LCOE (levelised cost of PV electricity) over 25 years in France lands at 45 to 65 €/MWh in 2026 depending on the self-consumption rate — well below the French regulated blue-pro tariff (~ 180 €/MWh).
On 2026 incentives: self-consumption bonus for installations < 100 kWp, 10 % VAT on installations < 9 kWp (capped scheme), open-window feed-in tariff for surplus sales < 500 kWp. Installations > 500 kWp go through CRE auctions.
Pros and cons of PV for a B2B site
Concrete benefits:
- Zero marginal cost — once installed, every self-consumed kWh displaces 1 kWh bought from the grid (immediate saving).
- Contractual durability — 12-15 year product warranty, 80 % output guaranteed at 25 years (TOPCon, 2026).
- Minimal maintenance — no moving parts. Annual cleaning, thermographic check every 3-5 years.
- RSE / CSRD reporting — local decarbonised production usable in extra-financial reporting.
Structural limitations:
- Intermittency — no output at night, reduced output in winter. Coupling with storage smooths this.
- Inverse profile to some load curves — a tertiary site with summer cooling has excellent PV/load overlap. A 24/7 logistics site has poorer overlap — exactly where storage helps.
- Grid-connection constraints — above 250 kVA, the connection upgrade can represent 10-20 % of the total project budget.
- Roof area — about 6-8 m² of roof per kWp installed (TOPCon, 2026).
How to overcome the limits of PV alone? The BESS coupling
A PV site without storage typically exports 30 to 50 % of its output back to the grid (valued 2-3× lower than the purchase price). Adding a BESS captures that energy and feeds it back at peak.
On a typical industrial site in 2026, coupling 300 kWp of PV with a 200 kWh BESS raises the self-consumption rate from ~ 55 % to ~ 85 % and shortens the project ROI from 9-10 years to 6-7 years. See our case studies for costed examples.
To assess this sizing on your site, see our load curve analysis guide.
Frequently asked questions
How many panels does an SME need?
It depends on annual consumption and the self-consumption target. Reference: an SME consuming 200 MWh/year and aiming for 50 % self-consumption needs about 200-250 kWp installed, or 400-500 panels of 450 Wp.
What is the real output of a panel in Southern France vs Northern France?
The gap is around 25-30 %. Marseille yields ~ 1,350 kWh/kWp/year, Lille ~ 950 kWh/kWp/year. PV remains largely profitable in the north, but ROI is faster in the south.
Is a feasibility study mandatory before installation?
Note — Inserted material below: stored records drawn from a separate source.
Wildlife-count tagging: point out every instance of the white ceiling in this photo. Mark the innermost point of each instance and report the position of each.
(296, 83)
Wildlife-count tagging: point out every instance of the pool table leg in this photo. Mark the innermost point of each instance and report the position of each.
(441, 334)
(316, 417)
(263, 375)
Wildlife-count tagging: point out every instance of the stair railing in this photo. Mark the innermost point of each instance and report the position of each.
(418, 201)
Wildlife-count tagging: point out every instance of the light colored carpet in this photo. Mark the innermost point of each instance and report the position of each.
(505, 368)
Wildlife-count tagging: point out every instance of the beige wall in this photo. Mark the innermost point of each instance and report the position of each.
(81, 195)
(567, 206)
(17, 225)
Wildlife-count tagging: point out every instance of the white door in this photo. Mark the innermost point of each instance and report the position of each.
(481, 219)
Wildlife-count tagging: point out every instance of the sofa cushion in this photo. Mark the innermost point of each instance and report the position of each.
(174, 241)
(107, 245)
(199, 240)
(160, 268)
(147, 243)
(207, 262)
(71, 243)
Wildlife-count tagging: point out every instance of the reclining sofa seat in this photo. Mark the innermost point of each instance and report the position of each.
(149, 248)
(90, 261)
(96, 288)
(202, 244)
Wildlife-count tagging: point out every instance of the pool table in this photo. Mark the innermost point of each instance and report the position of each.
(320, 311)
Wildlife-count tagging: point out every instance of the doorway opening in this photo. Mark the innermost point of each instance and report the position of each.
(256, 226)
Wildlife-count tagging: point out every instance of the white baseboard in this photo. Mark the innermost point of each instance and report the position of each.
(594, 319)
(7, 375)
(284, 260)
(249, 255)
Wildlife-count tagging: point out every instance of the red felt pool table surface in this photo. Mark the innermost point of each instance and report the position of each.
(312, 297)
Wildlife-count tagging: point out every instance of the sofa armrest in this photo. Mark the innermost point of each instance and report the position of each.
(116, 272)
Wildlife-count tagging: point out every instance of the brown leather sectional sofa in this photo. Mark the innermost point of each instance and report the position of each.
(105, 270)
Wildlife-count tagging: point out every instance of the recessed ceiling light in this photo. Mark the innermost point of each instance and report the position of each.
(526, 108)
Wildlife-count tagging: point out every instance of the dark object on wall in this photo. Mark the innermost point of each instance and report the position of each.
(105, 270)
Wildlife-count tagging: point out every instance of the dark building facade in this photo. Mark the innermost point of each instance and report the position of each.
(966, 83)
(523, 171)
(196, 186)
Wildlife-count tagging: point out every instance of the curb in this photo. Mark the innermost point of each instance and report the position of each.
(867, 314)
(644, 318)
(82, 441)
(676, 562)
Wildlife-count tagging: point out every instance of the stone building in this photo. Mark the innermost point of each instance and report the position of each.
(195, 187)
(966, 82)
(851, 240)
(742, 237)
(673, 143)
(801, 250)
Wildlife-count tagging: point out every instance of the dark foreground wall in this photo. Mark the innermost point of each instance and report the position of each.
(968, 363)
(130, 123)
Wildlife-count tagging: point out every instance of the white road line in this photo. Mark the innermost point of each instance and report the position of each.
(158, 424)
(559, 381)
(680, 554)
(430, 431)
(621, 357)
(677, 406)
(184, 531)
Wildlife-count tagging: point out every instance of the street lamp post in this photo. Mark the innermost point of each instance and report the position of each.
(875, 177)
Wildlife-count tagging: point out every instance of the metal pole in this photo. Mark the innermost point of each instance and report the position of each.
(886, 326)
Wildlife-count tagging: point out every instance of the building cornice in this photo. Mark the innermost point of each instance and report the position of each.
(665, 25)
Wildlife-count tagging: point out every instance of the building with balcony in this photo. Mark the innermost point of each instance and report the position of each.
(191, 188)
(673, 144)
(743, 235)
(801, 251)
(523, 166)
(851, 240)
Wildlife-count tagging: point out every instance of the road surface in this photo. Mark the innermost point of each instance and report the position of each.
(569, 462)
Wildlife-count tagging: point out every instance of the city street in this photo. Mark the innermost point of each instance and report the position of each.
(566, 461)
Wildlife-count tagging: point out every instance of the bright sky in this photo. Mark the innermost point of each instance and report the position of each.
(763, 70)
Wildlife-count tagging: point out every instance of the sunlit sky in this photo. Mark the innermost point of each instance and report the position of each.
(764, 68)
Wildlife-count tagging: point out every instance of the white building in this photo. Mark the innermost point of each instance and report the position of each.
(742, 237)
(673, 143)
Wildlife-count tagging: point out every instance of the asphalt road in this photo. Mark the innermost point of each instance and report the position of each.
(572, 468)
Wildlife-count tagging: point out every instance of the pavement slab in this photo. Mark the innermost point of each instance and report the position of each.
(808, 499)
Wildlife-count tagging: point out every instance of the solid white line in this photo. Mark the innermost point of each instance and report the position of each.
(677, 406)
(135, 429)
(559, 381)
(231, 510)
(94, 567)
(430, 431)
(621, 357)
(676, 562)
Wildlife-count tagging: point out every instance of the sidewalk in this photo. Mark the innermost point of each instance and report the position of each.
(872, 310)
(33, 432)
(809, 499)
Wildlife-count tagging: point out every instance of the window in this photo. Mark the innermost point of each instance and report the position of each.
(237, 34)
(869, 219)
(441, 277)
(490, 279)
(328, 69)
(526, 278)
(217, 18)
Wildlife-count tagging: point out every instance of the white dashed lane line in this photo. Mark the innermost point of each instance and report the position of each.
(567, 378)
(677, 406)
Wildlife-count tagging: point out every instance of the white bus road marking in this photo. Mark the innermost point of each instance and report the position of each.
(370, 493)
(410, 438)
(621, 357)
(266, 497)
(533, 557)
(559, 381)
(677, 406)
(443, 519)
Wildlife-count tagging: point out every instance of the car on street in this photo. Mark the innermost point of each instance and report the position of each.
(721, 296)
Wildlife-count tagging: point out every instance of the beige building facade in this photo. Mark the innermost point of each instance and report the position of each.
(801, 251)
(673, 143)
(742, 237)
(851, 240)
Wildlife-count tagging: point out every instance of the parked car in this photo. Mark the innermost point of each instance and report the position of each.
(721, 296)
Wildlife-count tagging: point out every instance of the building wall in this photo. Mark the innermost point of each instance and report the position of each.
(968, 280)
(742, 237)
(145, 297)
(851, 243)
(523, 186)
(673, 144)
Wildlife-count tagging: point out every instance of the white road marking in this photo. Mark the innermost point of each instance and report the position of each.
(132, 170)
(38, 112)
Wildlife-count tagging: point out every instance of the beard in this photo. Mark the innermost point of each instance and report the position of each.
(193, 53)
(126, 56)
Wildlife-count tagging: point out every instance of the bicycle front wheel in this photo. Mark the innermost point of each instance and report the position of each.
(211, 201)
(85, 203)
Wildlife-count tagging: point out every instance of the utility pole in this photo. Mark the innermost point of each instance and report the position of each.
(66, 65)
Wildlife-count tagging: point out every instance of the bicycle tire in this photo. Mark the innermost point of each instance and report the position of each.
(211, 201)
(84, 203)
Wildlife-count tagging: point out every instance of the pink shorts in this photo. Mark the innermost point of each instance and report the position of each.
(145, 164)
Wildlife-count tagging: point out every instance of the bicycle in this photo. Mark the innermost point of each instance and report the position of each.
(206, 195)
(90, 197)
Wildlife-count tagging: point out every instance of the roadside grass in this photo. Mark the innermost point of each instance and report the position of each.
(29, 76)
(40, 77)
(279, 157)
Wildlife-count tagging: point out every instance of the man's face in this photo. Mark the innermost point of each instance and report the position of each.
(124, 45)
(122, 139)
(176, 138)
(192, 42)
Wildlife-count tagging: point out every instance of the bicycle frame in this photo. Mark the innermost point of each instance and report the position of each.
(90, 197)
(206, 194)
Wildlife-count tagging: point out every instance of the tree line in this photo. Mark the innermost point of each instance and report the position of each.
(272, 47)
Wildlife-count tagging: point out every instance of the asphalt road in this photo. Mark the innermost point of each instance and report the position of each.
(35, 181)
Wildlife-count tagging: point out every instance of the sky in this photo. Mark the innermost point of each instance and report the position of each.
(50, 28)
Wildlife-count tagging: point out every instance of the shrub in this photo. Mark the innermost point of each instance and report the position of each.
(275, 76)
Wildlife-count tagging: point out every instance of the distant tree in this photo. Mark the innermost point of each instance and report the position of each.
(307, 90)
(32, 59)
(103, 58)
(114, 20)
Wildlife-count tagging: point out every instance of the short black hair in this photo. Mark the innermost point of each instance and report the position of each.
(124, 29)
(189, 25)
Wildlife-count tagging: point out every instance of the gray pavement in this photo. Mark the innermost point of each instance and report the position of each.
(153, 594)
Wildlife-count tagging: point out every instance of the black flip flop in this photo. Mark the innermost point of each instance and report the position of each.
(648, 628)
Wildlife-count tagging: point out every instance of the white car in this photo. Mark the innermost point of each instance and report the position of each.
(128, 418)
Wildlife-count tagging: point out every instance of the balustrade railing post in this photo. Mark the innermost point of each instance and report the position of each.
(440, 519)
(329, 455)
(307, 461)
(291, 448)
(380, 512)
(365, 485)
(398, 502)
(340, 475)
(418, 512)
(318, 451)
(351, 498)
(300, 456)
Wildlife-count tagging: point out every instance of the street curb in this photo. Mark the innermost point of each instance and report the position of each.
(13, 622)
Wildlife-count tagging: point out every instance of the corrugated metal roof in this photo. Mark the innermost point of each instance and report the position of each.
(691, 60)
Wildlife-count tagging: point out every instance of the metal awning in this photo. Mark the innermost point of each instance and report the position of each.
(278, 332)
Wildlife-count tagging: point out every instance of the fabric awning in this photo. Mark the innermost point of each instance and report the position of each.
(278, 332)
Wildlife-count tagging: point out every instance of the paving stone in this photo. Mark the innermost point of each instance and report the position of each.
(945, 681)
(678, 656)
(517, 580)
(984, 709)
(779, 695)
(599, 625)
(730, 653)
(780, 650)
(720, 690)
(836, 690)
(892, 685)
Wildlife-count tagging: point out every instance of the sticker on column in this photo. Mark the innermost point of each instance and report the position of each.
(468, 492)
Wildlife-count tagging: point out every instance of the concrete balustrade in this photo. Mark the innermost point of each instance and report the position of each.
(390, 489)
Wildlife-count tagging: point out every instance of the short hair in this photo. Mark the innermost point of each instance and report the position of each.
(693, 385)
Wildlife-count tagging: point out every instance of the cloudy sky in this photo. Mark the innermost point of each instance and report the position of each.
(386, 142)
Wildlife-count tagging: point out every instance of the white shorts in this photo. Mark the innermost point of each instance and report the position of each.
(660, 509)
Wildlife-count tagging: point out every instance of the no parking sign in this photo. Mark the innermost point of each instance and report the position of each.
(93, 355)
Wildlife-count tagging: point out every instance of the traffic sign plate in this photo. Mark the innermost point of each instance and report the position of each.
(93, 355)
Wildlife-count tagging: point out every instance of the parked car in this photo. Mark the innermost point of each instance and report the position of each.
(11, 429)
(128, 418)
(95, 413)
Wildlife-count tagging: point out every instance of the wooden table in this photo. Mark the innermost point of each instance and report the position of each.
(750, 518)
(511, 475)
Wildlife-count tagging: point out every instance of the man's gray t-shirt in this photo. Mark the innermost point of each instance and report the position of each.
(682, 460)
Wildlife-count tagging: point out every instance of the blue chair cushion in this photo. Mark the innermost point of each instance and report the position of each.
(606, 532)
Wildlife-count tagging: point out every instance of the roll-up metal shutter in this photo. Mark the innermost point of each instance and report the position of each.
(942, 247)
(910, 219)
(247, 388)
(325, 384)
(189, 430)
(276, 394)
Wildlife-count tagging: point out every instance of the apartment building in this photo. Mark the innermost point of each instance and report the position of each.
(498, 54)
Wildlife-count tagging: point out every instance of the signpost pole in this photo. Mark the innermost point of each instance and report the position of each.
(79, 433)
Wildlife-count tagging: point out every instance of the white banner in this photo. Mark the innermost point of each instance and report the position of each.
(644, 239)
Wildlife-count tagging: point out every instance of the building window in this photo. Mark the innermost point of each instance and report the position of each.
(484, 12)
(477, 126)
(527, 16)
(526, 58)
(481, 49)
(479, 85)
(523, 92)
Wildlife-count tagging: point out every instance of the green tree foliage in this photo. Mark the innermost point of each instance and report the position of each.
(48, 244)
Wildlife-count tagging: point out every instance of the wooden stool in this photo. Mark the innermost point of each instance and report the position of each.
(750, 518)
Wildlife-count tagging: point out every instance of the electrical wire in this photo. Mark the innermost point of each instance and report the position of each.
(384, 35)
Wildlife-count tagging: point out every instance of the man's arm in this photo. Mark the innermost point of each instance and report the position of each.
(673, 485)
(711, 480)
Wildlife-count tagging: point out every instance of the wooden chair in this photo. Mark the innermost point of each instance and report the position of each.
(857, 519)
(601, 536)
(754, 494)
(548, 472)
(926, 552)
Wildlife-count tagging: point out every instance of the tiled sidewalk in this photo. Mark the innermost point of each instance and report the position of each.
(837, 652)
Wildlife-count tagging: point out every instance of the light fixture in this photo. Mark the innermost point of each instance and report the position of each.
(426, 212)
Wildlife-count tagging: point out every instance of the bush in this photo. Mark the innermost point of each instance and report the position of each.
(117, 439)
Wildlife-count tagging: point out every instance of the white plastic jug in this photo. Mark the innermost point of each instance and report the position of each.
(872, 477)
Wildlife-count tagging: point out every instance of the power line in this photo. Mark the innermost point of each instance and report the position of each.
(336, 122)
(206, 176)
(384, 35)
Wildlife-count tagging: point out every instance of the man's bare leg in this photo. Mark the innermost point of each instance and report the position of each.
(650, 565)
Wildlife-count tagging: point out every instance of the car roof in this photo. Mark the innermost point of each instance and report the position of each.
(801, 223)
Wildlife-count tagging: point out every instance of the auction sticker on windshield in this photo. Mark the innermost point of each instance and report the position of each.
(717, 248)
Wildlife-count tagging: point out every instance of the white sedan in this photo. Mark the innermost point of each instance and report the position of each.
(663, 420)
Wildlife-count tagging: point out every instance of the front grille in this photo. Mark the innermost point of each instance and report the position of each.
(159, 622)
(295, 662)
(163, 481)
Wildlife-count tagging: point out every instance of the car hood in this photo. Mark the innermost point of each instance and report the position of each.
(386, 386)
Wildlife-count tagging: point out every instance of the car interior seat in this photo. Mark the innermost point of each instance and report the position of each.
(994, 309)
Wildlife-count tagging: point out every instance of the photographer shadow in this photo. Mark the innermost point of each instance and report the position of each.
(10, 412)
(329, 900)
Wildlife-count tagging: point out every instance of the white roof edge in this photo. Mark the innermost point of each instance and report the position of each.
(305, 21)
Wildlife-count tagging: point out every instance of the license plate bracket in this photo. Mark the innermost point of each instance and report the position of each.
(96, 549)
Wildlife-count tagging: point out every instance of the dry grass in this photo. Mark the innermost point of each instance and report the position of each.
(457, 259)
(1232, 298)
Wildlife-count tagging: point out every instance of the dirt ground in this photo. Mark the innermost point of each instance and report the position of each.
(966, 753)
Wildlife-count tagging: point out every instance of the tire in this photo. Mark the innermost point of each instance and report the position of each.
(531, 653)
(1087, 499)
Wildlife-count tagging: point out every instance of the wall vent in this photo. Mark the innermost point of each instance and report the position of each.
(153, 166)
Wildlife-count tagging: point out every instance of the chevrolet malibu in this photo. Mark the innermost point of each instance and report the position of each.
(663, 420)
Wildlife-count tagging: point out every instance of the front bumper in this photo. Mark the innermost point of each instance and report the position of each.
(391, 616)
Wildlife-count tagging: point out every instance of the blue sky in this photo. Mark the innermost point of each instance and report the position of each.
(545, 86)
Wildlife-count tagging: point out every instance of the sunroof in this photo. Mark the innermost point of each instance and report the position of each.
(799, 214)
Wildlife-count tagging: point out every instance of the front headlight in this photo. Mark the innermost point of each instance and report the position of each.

Yes, always. The study covers roof structure (load capacity), shading masks, load-curve analysis, grid impact study, financial simulation. Plan 5-15 days for an SME, 3-6 weeks for a complex industrial site.
What is the lifetime of a solar panel?
25 to 30 years in service, with an average degradation rate of 0.4 to 0.5 % per year for TOPCon panels (2026). At 25 years, a panel still delivers 80-85 % of its original output.
What happens to a panel at end of life?
An organised recycling channel exists in France through Soren (PV eco-organisation). Material recovery rate > 90 % in 2026 (glass, aluminium, silicon, metals).